If you trust Social Security, there is an integrated cost of living adjustment, or COLA. In 2021, that was 1.3%. Not all areas of the country experience inflation equally.
Try it MarketWatch’s interactive tool for finding the best places to retire
3. Changes from state to state
When comparing your home state with different states, you’ll need to consider the overall tax and cost burden. Just because a state has low property taxes or no income taxes can offset it by charging a higher sales tax, charging more for state services, or having a broader tax base for goods and services. They are more discretionary and not so fixed, but they can still enter into any retirement savings.
Another cost that changes drastically from state to state is homeowners insurance. Annual premiums can change dramatically, with average costs ranging from less than $ 500 in Hawaii to nearly $ 1,500 in Florida and more than $ 3,000 in Oklahoma. Changing weather patterns in areas recently affected by storms could increase these costs in the long run. Be sure to keep track of not only short-term trends in the state, such as the cost of living and inflation, but also long-term trends to better understand possible hidden or unknown costs, such as increased hurricane activity or reduced water use.
4. Hidden costs
Reducing the size of a condominium can provide a less expensive place to live while putting spending money back in your pocket. Be sure to take a closer look at the association fees and what they cover when you buy a condo. Sometimes these can be very expensive or may not cover everything you can imagine. You may not be able to make simple solutions yourself, and you may not have control over common areas such as patios or windows. It is important to note that some condo rates include water, garbage and other utilities, which can provide stable month-to-month costs. But costs can rise, and often do, with inflation, and there are special assessments for larger repairs, such as a roof.
Popular destinations, such as Florida, are known for high homeowner association fees with strong writing restrictions. This could be a shock and require adjustment if you are not used to dealing with such restrictions. It is also necessary to work with condominium associations and boards to ensure that facilities are maintained or to determine how resources are spent. This is not a direct cost, but it may take time for meetings and negotiations.

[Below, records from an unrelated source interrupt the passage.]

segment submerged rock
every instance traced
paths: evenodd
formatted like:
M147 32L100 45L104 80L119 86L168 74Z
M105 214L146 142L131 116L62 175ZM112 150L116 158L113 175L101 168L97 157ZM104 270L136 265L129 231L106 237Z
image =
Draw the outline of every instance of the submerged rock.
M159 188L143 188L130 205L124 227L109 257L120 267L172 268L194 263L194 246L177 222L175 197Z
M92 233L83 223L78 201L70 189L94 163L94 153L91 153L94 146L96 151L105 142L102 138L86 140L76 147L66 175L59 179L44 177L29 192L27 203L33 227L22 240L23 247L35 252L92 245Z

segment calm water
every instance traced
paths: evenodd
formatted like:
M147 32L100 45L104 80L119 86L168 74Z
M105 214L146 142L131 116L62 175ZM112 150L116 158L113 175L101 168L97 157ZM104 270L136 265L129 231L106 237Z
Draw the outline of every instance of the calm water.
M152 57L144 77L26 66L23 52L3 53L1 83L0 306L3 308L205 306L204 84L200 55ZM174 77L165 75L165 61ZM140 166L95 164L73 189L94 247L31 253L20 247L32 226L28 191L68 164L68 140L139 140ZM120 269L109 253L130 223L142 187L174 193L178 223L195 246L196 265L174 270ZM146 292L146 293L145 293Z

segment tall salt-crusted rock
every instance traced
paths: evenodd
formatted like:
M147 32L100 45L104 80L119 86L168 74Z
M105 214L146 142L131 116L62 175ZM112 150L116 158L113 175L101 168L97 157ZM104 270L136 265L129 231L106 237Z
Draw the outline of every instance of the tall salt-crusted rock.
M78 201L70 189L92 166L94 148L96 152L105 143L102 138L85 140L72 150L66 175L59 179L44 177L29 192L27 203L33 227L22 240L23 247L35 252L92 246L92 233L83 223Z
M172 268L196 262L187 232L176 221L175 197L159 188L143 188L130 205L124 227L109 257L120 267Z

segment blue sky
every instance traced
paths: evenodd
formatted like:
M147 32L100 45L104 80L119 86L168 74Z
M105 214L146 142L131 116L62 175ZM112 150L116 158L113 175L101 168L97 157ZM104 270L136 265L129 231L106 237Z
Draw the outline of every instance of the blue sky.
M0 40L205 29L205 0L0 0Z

For many, the question of where to retire comes down to two factors: location and family. Having fun somewhere during the holidays can make this place seem like the best place to retire, but vacations and daily life rarely overlap. Before you move to a new location, give it a try. Rent a place that would be a more convenient retirement place (the hotel on the beach is probably not feasible for most). How long does it take to get to the city? What types of services are available to the public? What is the feeling of the community around you? Are there better valued health systems nearby?
The pandemic highlighted the importance of being connected, so don’t forget the importance of being close to family and friends. Of course, there’s always FaceTime or email, and while these are ways to communicate, it may not be the best way to stay connected in the long run. It’s hard to put a price on time with friends or watch family members grow.
Whether you’re looking to move a state across the country or across the country, it’s never too early to start planning. While pursuing this dream retirement may be the goal, don’t overburden yourself with taxes, cost-of-living adjustments, or additional commissions that dampen your retirement years. The best strategy is to plan before you retire or work with someone who can help you navigate the various financial hardships that can happen when you move out of state. It’s an exciting new chapter, and with a little planning, it can be as rewarding as you can imagine.
Faron Daugs, CFP, is a wealth advisor, founder and CEO of Harrison Wallace Financial Group.